逆に言えばもし誰かがそれなりの結果を出しているならば、それは好きだから、才能がるからだけではなくて、それをしないわけにはいかない、その人だけの秘密が必ず隠されていると僕は思います。
僕の場合、写真家には好きだからなったとは違います、ほかにできることがなかったから選んだんです、ほかの仕事では僕は何もできません、実際過去いろんな職業を経て来ましたが、何をやっても人並み以下しかできません、ならば写真なら何とかできるんでは?ともっと必死だった、もしほかでも自分は何かができたなら僕は写真家は選ばなかったと思います。

話は変わりジャックニコルソンの映画で「恋愛小説家」という作品があります、主人公は精神的に問題を抱えていて病院通いしています、そこらで些細なトラブルを頻繁に起こします、そんな彼にある時、女の子が聞きました、「私、あなたの小説のファンです、どうしたらあんな素敵な作品が書けるんですが?」と聞きます、彼はいろいろあれこれ言いますが、最後に「そんなのむずかしい話じゃない、最低の男になれば誰だって書けるさ」と言ってその場を去っていきます。

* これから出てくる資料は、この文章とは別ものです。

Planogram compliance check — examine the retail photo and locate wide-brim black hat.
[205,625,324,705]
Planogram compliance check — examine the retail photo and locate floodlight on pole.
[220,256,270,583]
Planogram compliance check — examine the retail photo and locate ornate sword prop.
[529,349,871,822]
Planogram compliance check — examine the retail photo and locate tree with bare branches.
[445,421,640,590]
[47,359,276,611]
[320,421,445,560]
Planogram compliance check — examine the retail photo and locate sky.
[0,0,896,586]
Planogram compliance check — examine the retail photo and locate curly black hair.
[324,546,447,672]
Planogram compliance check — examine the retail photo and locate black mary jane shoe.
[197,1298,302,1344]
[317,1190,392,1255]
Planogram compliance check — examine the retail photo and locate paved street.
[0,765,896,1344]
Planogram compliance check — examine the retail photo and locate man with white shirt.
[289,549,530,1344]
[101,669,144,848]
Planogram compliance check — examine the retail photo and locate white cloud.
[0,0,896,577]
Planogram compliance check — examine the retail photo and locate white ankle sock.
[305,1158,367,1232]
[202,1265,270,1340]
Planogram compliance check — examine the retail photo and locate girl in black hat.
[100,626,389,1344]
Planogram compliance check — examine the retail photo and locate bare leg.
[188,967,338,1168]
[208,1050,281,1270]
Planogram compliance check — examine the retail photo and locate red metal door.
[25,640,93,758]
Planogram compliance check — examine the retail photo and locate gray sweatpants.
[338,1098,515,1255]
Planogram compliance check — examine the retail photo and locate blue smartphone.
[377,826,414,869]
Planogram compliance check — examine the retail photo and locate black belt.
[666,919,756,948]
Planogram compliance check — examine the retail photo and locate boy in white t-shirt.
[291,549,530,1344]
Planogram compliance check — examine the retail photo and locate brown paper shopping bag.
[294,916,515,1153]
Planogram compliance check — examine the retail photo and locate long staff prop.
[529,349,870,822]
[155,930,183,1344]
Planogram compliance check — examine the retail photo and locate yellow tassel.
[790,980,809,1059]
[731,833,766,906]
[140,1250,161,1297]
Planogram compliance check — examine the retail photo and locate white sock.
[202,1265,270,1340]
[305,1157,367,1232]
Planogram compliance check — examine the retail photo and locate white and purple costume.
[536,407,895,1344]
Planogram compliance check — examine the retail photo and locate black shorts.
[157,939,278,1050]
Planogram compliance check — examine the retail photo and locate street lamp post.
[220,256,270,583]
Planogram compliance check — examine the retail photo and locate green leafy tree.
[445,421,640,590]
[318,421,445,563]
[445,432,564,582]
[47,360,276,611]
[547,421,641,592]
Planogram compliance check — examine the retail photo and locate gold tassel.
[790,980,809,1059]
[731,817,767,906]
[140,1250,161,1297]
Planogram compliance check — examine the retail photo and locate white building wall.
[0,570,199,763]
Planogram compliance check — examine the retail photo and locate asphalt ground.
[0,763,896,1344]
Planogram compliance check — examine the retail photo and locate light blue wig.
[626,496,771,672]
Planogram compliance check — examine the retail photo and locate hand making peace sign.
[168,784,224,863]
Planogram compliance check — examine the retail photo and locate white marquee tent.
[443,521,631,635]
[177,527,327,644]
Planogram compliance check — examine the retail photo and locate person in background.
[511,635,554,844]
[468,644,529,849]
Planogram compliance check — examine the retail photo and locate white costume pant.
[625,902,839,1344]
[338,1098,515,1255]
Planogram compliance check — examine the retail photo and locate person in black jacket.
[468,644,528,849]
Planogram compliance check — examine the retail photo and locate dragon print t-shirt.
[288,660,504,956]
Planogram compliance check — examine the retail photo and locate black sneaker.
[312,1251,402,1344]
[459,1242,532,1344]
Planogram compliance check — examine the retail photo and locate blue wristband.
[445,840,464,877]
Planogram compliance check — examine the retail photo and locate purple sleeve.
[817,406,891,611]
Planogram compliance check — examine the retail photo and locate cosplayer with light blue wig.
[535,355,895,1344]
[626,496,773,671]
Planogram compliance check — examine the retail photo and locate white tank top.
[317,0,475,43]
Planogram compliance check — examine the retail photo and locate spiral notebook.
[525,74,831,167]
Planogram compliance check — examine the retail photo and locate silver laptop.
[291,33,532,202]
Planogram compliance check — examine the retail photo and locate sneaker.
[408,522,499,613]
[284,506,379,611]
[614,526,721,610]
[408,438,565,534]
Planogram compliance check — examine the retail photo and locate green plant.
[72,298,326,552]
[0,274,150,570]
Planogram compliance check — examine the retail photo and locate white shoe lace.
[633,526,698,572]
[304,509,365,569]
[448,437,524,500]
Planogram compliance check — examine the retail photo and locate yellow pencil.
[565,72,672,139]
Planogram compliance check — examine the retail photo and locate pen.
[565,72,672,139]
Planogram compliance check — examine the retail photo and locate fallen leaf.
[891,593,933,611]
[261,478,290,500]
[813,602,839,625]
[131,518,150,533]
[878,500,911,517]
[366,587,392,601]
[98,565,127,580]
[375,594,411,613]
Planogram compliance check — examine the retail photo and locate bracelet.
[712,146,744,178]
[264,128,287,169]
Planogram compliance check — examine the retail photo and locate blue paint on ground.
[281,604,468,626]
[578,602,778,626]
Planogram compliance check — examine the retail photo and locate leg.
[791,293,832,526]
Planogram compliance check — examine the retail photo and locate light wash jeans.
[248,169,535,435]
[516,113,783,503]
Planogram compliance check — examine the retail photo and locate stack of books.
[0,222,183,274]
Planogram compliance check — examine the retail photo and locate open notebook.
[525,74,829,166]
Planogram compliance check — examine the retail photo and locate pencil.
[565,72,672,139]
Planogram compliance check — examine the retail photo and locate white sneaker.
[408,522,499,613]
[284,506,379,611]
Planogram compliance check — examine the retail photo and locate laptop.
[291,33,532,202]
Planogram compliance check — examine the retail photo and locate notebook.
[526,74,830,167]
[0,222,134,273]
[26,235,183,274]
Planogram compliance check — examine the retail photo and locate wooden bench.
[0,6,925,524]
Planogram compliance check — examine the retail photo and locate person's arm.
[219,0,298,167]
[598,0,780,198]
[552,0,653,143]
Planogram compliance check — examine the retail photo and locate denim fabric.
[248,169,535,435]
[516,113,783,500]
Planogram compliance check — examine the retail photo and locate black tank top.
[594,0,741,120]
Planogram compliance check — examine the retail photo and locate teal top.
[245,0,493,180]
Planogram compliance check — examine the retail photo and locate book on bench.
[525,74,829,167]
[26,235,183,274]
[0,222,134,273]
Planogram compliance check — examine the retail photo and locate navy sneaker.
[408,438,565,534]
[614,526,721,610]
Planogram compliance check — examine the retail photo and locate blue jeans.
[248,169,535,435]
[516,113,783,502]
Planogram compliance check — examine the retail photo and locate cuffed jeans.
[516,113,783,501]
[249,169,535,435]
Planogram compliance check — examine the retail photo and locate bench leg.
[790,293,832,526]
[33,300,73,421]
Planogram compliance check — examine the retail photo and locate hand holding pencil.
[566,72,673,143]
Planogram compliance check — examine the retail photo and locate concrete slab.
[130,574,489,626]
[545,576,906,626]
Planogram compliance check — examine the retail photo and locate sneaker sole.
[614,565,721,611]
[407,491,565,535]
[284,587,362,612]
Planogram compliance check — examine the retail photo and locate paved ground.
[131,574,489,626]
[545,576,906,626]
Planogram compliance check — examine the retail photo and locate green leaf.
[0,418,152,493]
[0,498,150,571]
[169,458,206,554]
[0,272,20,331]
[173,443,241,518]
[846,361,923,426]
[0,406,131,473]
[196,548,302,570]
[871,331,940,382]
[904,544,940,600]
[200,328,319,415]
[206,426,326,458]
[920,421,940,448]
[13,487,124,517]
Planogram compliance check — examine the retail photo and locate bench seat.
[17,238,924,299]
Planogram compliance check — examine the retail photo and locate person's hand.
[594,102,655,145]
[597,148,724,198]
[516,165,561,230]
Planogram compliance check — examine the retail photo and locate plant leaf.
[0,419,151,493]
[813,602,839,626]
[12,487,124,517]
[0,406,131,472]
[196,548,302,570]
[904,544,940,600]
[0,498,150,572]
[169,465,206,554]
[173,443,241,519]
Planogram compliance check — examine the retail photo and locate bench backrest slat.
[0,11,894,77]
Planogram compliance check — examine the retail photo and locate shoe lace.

そう、僕はまったくそう思います、作品の最高の調味料はこれしかないと思います、「どうしようもない心の欠落感、不充足感、」この欠落がそこに奥行感を描けさせてくれます、そういうのは好きだからではどうにもならない、心に痛みを抱えないと描けないものです。
でもその心の痛みはそんな表現するための飾り物ではない激しい逃げ場のない悶え苦しむ心の痛みです、その痛みのを抱えながら自分の存在を掛けて描きます、自分の夢も、自分の痛みも、どうにもならないもどかしさも、忸怩たる思いも、とにかくそんな感情のすべてが渾然一体になって、自分はこれしかないからこれに自分のすべてをかける、そんな気持ちで描いたものがやっと人に深く伝わる気がします、そうじゃなければ、月並みなものだと思います。